ECLI:NL:RVS:2011:BR6667
Raad van State
- Hoger beroep
- M.G.J. Parkins-de Vin
- H. Troostwijk
- A.B.M. Hent
- Rechtspraak.nl
Hoger beroep tegen de uitspraak van de rechtbank over de inbewaringstelling van een vreemdeling
In deze zaak gaat het om een hoger beroep van de minister voor Immigratie en Asiel tegen een uitspraak van de rechtbank 's-Gravenhage, nevenzittingsplaats Amsterdam, waarin de rechtbank de inbewaringstelling van een vreemdeling had opgeheven. De vreemdeling was op 16 december 2010 in vreemdelingenbewaring gesteld, en de rechtbank had op 5 januari 2011 geoordeeld dat deze maatregel onterecht was. De minister stelde in hoger beroep dat de rechtbank niet had onderkend dat de vreemdeling de voorbereiding van zijn terugkeer of de verwijderingsprocedure ontwijkt of belemmert. De minister voerde aan dat de vreemdeling zich eerder niet aan zijn vertrektermijn had gehouden en dat het risico bestond dat hij zich opnieuw aan het toezicht zou onttrekken.
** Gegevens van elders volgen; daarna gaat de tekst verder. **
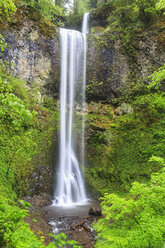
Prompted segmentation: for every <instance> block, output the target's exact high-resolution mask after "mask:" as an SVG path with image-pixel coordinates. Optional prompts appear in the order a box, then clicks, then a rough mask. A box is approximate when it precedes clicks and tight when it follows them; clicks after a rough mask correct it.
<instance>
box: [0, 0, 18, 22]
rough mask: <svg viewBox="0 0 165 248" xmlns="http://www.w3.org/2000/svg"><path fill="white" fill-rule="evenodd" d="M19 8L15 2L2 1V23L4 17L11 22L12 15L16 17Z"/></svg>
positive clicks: (8, 0)
mask: <svg viewBox="0 0 165 248" xmlns="http://www.w3.org/2000/svg"><path fill="white" fill-rule="evenodd" d="M16 10H17V8H16V6H15V1H14V0H1V1H0V21H2V17H3V16H5V18H6V19H7V20H8V21H10V17H11V15H14V14H15V12H16Z"/></svg>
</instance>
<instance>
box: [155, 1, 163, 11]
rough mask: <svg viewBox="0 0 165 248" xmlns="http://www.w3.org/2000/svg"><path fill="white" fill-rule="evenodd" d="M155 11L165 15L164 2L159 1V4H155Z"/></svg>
mask: <svg viewBox="0 0 165 248" xmlns="http://www.w3.org/2000/svg"><path fill="white" fill-rule="evenodd" d="M156 10H158V11H163V14H165V12H164V11H165V1H164V0H159V2H158V3H157V4H156Z"/></svg>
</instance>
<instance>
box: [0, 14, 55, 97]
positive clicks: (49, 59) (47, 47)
mask: <svg viewBox="0 0 165 248" xmlns="http://www.w3.org/2000/svg"><path fill="white" fill-rule="evenodd" d="M17 21H18V20H17ZM0 33H1V34H2V35H3V36H4V38H5V42H6V43H7V49H5V51H4V52H3V54H2V55H1V58H2V59H3V61H5V62H7V69H8V71H9V72H10V73H11V74H12V75H13V76H18V77H19V78H20V79H23V80H26V81H27V82H29V86H30V85H31V84H32V83H34V84H35V85H36V86H38V87H39V89H40V92H41V97H42V96H44V95H51V96H53V97H55V98H56V97H58V92H59V82H60V49H59V34H58V28H56V27H55V26H53V25H52V26H51V24H47V23H44V22H43V20H41V19H40V20H37V21H36V20H32V19H30V18H28V17H23V18H22V19H21V21H20V20H19V22H16V23H8V24H4V25H3V26H2V25H1V27H0Z"/></svg>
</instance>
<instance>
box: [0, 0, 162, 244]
mask: <svg viewBox="0 0 165 248" xmlns="http://www.w3.org/2000/svg"><path fill="white" fill-rule="evenodd" d="M66 2H67V1H65V0H63V1H60V0H56V4H54V2H53V1H51V0H38V1H35V0H15V1H14V0H8V1H6V0H1V1H0V22H1V23H2V22H4V21H7V22H10V21H11V20H14V18H15V16H14V15H15V14H16V13H17V11H18V9H23V10H24V11H25V12H26V13H27V12H33V13H34V15H40V16H41V17H42V18H43V19H44V18H46V19H47V20H49V21H50V22H52V23H53V24H55V25H58V26H63V25H64V24H65V22H67V23H70V24H73V26H74V25H75V26H76V23H77V22H78V21H79V20H80V19H81V18H82V13H83V12H84V11H89V10H91V13H92V14H96V15H99V16H102V17H103V18H104V19H105V21H106V27H105V34H106V32H108V31H109V30H110V29H111V28H112V30H113V31H115V32H116V33H118V35H119V36H120V38H121V41H122V45H123V47H122V48H123V50H124V51H125V53H126V54H127V55H128V57H129V58H130V65H131V63H134V62H135V56H134V46H133V44H132V34H133V33H134V32H136V30H137V29H138V28H141V27H146V26H147V25H148V24H149V25H152V24H153V23H154V22H155V21H156V20H161V18H163V16H164V13H165V1H164V0H159V1H156V0H149V1H147V0H134V1H129V0H113V1H112V0H104V1H103V0H86V1H83V0H81V1H75V3H76V4H75V7H74V8H73V10H72V13H70V14H68V13H66V12H65V3H66ZM93 8H95V9H94V10H93ZM140 30H141V31H142V29H140ZM6 48H7V44H6V43H5V40H4V38H3V36H2V35H1V34H0V53H1V52H3V51H4V50H5V49H6ZM4 68H5V67H4V62H2V61H1V65H0V189H1V190H0V247H11V248H12V247H13V248H14V247H18V248H20V247H22V248H25V247H27V248H29V247H30V248H31V247H34V248H35V247H36V248H38V247H39V248H40V247H41V248H42V247H45V245H44V244H43V241H44V238H43V237H41V238H40V239H38V238H37V236H36V235H35V234H34V233H33V232H32V231H31V230H30V228H29V225H28V224H27V223H26V222H25V220H24V219H25V217H26V216H27V215H28V210H27V208H28V207H30V205H29V204H28V203H27V202H25V201H23V200H20V198H21V197H22V196H24V195H26V194H30V192H29V183H30V174H31V173H32V172H33V171H34V169H35V166H36V163H38V164H41V166H42V163H39V161H42V160H43V156H44V157H45V159H46V156H47V154H48V153H49V152H50V149H51V145H52V136H53V133H54V131H55V127H54V125H53V123H54V121H55V120H56V111H55V109H54V101H53V99H51V98H47V99H45V100H44V101H42V100H41V99H39V98H38V93H37V92H38V89H37V88H36V87H35V83H34V85H31V87H30V89H29V87H28V86H27V83H26V82H24V81H20V80H19V79H18V78H15V77H12V76H11V75H9V74H7V73H6V71H5V69H4ZM131 79H132V81H129V82H128V84H127V87H125V90H123V93H122V96H121V98H120V99H117V100H116V102H115V104H114V105H113V106H110V105H107V104H101V103H98V104H96V105H97V111H93V113H89V114H88V115H87V129H88V133H87V137H88V140H87V156H88V157H87V159H88V163H89V167H88V169H87V170H86V178H87V181H88V184H89V185H90V187H92V189H93V190H94V192H95V193H97V194H98V195H100V196H103V195H104V193H105V195H104V196H103V197H102V204H101V205H102V208H103V214H104V217H103V218H102V219H101V220H100V221H99V222H98V223H96V224H95V228H96V230H97V231H98V233H99V234H98V241H97V243H96V246H95V247H106V248H109V247H116V248H118V247H128V248H131V247H137V248H138V247H139V248H143V247H144V248H149V247H153V248H163V247H164V240H165V231H164V230H165V226H164V223H165V217H164V216H165V215H164V214H165V213H164V212H165V206H164V199H165V190H164V186H165V171H164V164H165V162H164V161H165V153H164V151H165V139H164V137H165V93H164V91H163V89H164V80H165V65H164V66H162V67H160V68H154V69H153V73H152V74H151V75H150V76H149V77H147V78H141V79H139V80H137V79H136V78H135V77H134V75H132V77H131ZM100 85H101V83H100V84H98V85H97V87H99V86H100ZM94 87H96V85H95V82H92V84H91V85H90V86H89V85H88V86H87V90H91V91H92V88H94ZM43 154H44V155H43ZM91 165H92V166H91ZM53 237H54V240H55V242H54V243H53V242H52V243H50V244H49V245H48V247H52V248H53V247H64V246H66V245H67V244H68V245H70V246H73V247H78V246H77V244H76V242H74V241H67V240H66V236H65V235H63V234H61V235H60V236H53Z"/></svg>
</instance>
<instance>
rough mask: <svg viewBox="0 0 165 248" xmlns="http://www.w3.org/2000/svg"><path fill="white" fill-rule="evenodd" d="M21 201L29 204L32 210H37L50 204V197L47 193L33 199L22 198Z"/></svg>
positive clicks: (30, 198) (50, 197)
mask: <svg viewBox="0 0 165 248" xmlns="http://www.w3.org/2000/svg"><path fill="white" fill-rule="evenodd" d="M23 200H25V201H27V202H29V203H30V204H31V205H32V207H33V209H38V208H41V207H43V206H47V205H49V204H50V202H51V197H50V195H49V194H47V193H41V194H40V195H34V196H33V197H29V196H27V197H24V198H23Z"/></svg>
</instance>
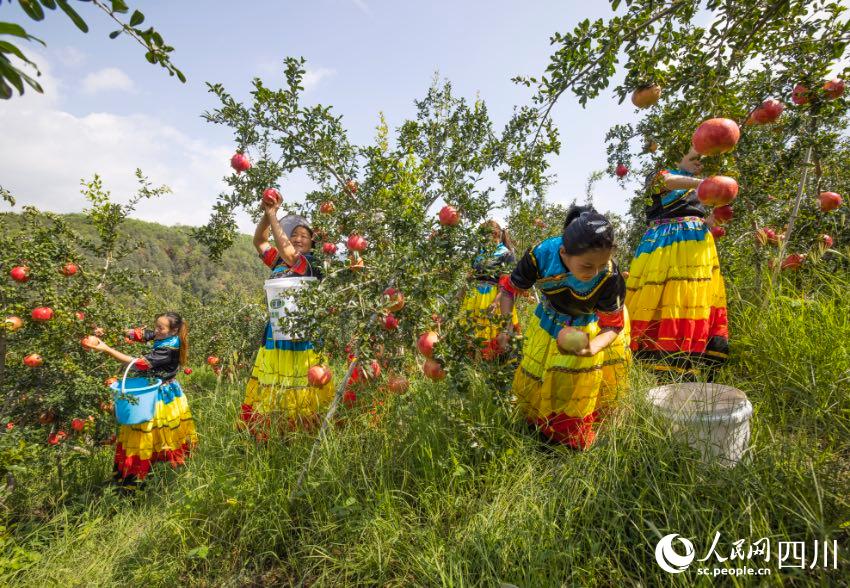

De Afdeling bestuursrechtspraak van de Raad van State oordeelde dat de minister zich niet ten onrechte op het standpunt had gesteld dat er geen andere, minder dwingende maatregelen dan inbewaringstelling doeltreffend konden worden toegepast. De rechtbank had niet voldoende gemotiveerd waarom een lichter middel, zoals een meldplicht, niet zou werken. De Afdeling vernietigde de uitspraak van de rechtbank en verklaarde het beroep van de vreemdeling ongegrond. De minister had de maatregel van bewaring terecht opgelegd, gezien de omstandigheden van de zaak. De vreemdeling had geen bijzondere feiten of omstandigheden aangevoerd die de maatregel onevenredig maakten.
De uitspraak benadrukt het belang van de terugkeer van vreemdelingen die zich niet aan hun vertrektermijn houden en de rol van de minister in het handhaven van de vreemdelingenwetgeving. De beslissing werd genomen in het openbaar op 26 augustus 2011, waarbij de voorzitter en de leden van de Afdeling bestuursrechtspraak de uitspraak ondertekenden.